Opponents of the bill argue change is needed to make the state’s tax structure more progressive, and disagree with the bill’s provision to give top earners a tax break.

Megan Davis, a tax and budget policy analyst with The Commonwealth Institute, voiced opposition to the bill Wednesday, telling lawmakers that a permanent top rate tax reduction will cost Virginia upwards of $333 million per year – funding advocates say it could be used to pay for education, housing and health care.

“Rather than a tax cut that will result in permanent damages to revenues, we can make the state's tax code fairer by ensuring wealthy individuals pay their fair share by establishing tax brackets to pay for tax policies like raising the standard deduction, improving earned income tax credit and establishing a State Child Tax Credit,” Davis said.

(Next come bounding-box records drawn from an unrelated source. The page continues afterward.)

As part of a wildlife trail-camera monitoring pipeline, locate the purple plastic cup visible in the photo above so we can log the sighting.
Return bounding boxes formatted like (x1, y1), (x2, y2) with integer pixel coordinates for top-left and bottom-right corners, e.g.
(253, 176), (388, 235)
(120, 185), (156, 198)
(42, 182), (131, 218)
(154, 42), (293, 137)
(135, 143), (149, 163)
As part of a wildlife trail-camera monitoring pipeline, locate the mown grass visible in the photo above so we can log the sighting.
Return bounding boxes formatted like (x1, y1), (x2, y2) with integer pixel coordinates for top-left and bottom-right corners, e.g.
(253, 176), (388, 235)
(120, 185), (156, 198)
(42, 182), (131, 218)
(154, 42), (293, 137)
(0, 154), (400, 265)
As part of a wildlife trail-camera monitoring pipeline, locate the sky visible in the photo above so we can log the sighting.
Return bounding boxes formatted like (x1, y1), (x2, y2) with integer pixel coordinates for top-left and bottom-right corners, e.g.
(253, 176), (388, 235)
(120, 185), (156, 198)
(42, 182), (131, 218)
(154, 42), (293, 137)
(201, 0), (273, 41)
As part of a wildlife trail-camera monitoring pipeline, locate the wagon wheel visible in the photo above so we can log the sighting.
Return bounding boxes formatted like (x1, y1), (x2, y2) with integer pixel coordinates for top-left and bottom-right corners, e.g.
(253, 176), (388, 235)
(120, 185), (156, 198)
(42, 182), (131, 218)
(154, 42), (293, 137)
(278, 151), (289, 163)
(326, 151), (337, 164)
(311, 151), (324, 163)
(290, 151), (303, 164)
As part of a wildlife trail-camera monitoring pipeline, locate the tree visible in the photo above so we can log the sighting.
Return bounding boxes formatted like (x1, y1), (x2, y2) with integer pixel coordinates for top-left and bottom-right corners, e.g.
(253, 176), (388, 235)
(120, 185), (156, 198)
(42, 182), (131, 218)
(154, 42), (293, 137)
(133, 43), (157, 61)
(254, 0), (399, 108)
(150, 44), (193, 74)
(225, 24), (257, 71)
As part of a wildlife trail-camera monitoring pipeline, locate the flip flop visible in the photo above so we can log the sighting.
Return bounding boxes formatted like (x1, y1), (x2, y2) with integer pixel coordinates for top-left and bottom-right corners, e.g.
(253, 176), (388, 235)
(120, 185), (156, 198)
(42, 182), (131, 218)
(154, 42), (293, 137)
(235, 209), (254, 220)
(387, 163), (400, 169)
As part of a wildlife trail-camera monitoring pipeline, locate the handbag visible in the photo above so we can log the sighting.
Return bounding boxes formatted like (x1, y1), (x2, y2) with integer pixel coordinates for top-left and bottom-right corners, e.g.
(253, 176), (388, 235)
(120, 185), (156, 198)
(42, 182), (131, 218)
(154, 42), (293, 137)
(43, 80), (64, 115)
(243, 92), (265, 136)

During Wednesday’s hearing, Del. Vivian Watts, D-Fairfax, introduced an amendment that would strike the provision of the bill reducing the top income tax rate. The proposed amendment was ultimately voted down by lawmakers on the committee.

Watts referenced a study conducted by the Joint Legislative Audit and Review Commission on ways to make the state’s income tax more progressive, which recommended increasing taxes on higher earners and updating the state’s tax brackets to account for inflation.

Watts said she agreed with the bill’s provision to increase the standard deduction, but said reducing the top income tax rate “is one of the most regressive changes we could make.”

Lawmakers’ vote to advance the bill out of committee means the legislation cleared its first hurdle in the General Assembly. In order to be enacted, it will need to receive bipartisan support among lawmakers in the Democratic-controlled state Senate.

In other committee action Wednesday, lawmakers also advanced a bill along party lines that would reduce the top corporate tax rate from 6% to 5%.